The Parental Statement - Your Voice Matters Most

You know your child better than anyone. Your parental statement is the most powerful part of your case.

What is a parental statement?

The parental statement (Section A of the EHCP) is your account of your child's needs, strengths, and what matters to them. It's required by law to be part of every EHCP assessment. This is your opportunity to tell the story that professionals' reports don't tell - the day-to-day reality of living with your child's needs, the impact on family life, your child's aspirations, and what works and doesn't work for them. The statement can be submitted during the EHCP needs assessment process, included in your request for assessment, or at any annual review.

How to structure your statement

Start with your child's strengths and what they enjoy - what makes them happy, what they're good at, what matters to them. Then describe the difficulties: be specific and give examples (not "struggles with reading" but "cannot decode sentences, gets distressed when asked to read aloud, has been getting 5% on phonological tests for two years"). Explain the impact: on learning, behaviour, relationships, confidence, family life. Finally, describe what support has helped and what you're asking for. Keep it to 1-2 pages - quality over quantity.

Be specific, not vague

Vague: "Has anxiety." Specific: "Has panic attacks before school (heart racing, difficulty breathing), will not leave the house on school days, takes an hour to get ready because she's checking she hasn't forgotten anything, misses 1-2 days per week due to anxiety." Vague: "Struggles with maths." Specific: "Cannot understand place value, cannot count on in steps of 10, cannot handle fractions, scored in the bottom 1% of maths assessments." Professionals need specifics to understand the severity.

Tell the emotional and social story

Professionals' reports focus on measurable abilities and diagnoses.

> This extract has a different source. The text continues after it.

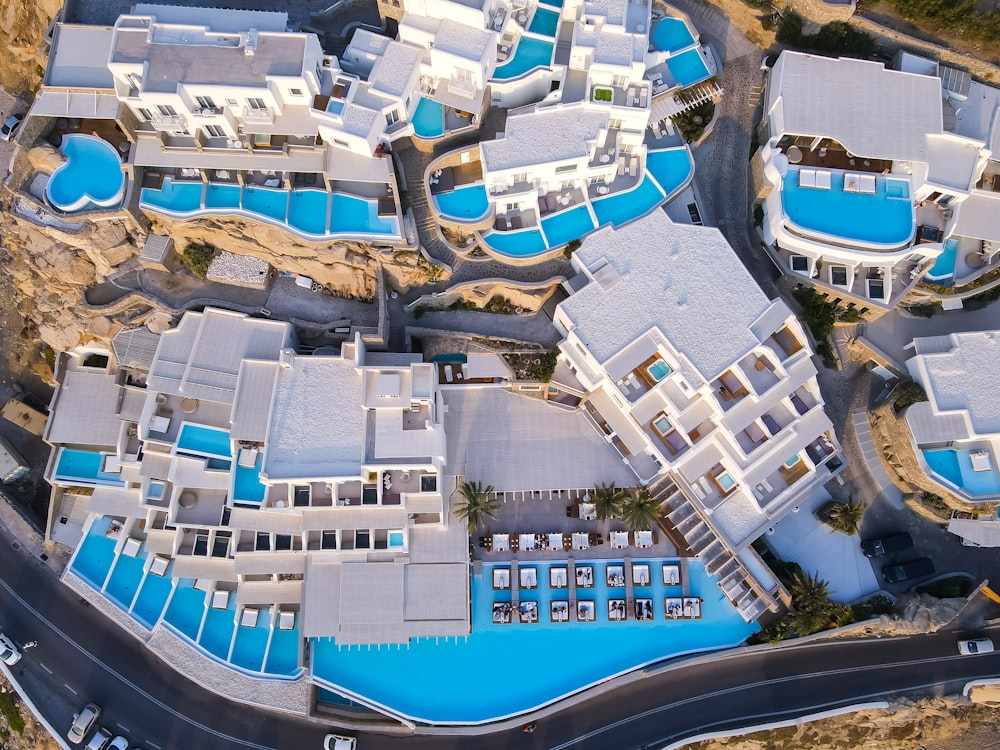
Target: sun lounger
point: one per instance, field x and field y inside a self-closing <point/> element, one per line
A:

But the story that matters is the impact on your child's wellbeing. "My child comes home from school and has a meltdown nearly every day because she's been holding it together all day. She doesn't have friends because nobody understands her. She's started saying she's stupid and nobody likes her. She's losing confidence." This emotional impact is just as important as test scores.

What to ask for

End your statement with what you're requesting. "I am requesting an EHCP assessment because I believe my child has special educational needs that require provision beyond what the school can ordinarily provide. Specifically, I believe my child needs: an educational psychologist assessment to understand their learning profile, specialist teaching in reading and maths, therapeutic support for anxiety, and consideration of specialist school provision." Being clear about what you're asking for helps the LA understand what they're assessing for.